Quando chegou ao fim, João Barbosa não terá lembrado o dia em que tomou a decisão mais difícil da carreira, mas também a mais acertada: emigrar para os EUA.

«Foi a única oportunidade que tive, mas rapidamente apercebi-me que se queria prosseguir uma carreira como piloto profissional o meu futuro teria de passar por aqui. Atualmente, não trocaria a minha situação por um lugar na Europa», garante.

Contudo, a ausência prolongada deixou-o longe da ribalta em Portugal. João Barbosa não esconde que se sente, várias vezes, esquecido. «Nunca senti que a minha carreira tivesse o devido acompanhamento em Portugal, em qualquer que fosse a sua fase, salvo raras exceções», diz.

«De qualquer maneira isso nunca me preocupou minimamente pois, felizmente, o reconhecimento pelo trabalho que tenho feito nestes últimos anos tem sido devidamente acompanhado pelas pessoas que realmente fazem progredir a minha carreira, ou seja, no meio automobilístico aqui nos Estados Unidos», sublinha.

Voltar a Portugal é, portanto, um cenário que não se põe, para já. «Quem sabe num futuro longínquo. Acho que ainda tenho uns bons anos pela frente a competir», projeta.

«Fórmula 1 está nivelada por baixo»

João Barbosa continua a ser, contudo, um espectador atendo do panorama automobilístico português e internacional.

A nível interno, lamenta que o desporto automóvel ainda seja visto como «algo para as elites». «As empresas não vêm ainda o desporto automóvel como uma válida montra para os seus produtos. Existe ainda muito trabalho a fazer e aa situação financeira em que o país se encontra dificulta ainda mais essa tarefa. Mas o gosto pelos automóveis existe ainda, basta ver o número de candidatos que tem a ação da Nissan com o GT Academy», recorda.

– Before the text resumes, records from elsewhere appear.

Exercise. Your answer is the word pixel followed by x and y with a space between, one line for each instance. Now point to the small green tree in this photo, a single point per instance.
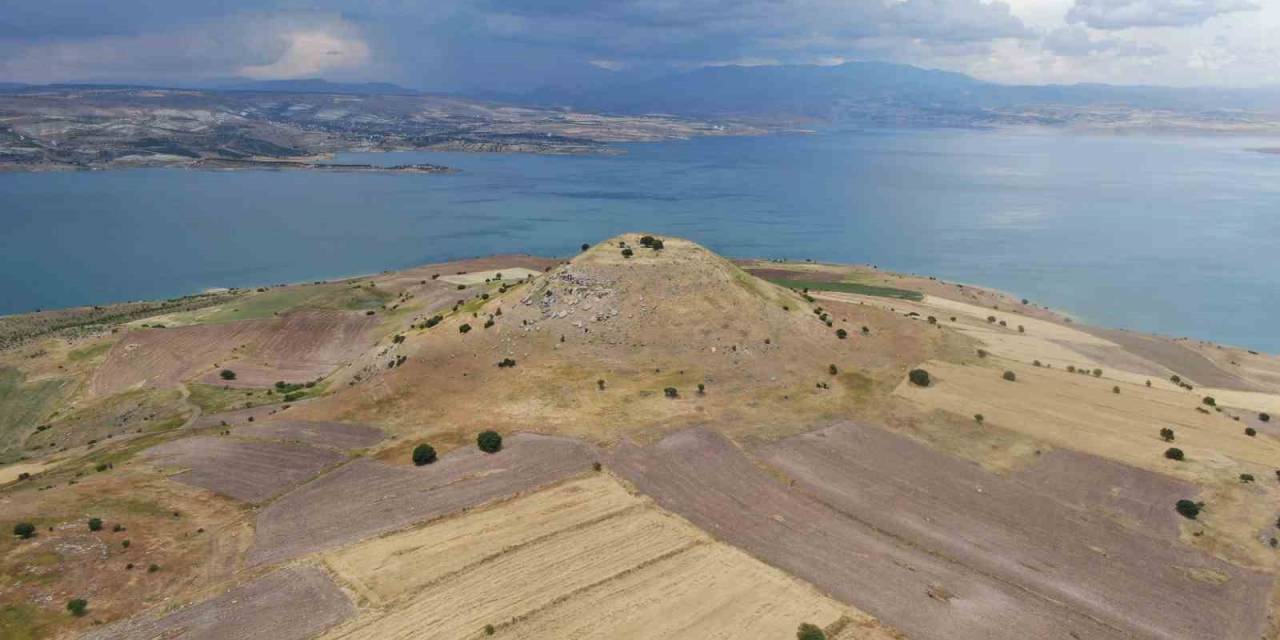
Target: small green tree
pixel 489 442
pixel 78 607
pixel 808 631
pixel 1188 508
pixel 424 455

E os problemas financeiros que deteta em Portugal alastram-se a uma estrutura tão grande como a Fórmula 1. «Está cada vez mais dependente de dinheiro», lamenta.

«A F1 precisa de pilotos que sejam capazes de pagar avultadas somas para garantir o lugar. Acho que isso nivela muito por baixo o nível de pilotos. É lógico que as equipas de topo têm sempre os melhores, mas existem também excelentes pilotos que ficaram pelo caminho só porque não tinham patrocinadores consigo», destaca.

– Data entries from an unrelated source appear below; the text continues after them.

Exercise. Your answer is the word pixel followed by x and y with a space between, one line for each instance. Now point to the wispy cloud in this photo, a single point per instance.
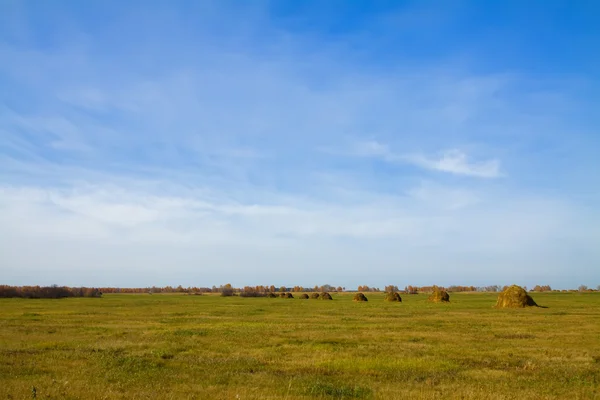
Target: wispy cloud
pixel 456 162
pixel 216 153
pixel 452 161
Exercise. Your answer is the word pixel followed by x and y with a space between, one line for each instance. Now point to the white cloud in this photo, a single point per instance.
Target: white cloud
pixel 456 162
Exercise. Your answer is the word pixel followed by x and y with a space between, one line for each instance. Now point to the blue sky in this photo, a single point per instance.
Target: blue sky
pixel 287 142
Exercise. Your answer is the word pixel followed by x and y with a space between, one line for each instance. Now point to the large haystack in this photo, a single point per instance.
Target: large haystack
pixel 514 297
pixel 360 297
pixel 392 296
pixel 325 296
pixel 439 296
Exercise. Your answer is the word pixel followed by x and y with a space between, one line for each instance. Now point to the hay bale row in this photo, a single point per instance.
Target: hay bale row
pixel 512 297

E lembra o caso de António Félix da Costa, ainda bem fresco na memória de todos: «Estava, realmente, com esperanças que ele iria conseguir reabrir essa porta este ano. Não deu, mas penso que ainda há esperanças, se fizer bons resultados no DTM. Se não acontecer acho que irá ser muito difícil que Portugal volte a ter um piloto na Fórmula 1 a médio prazo.»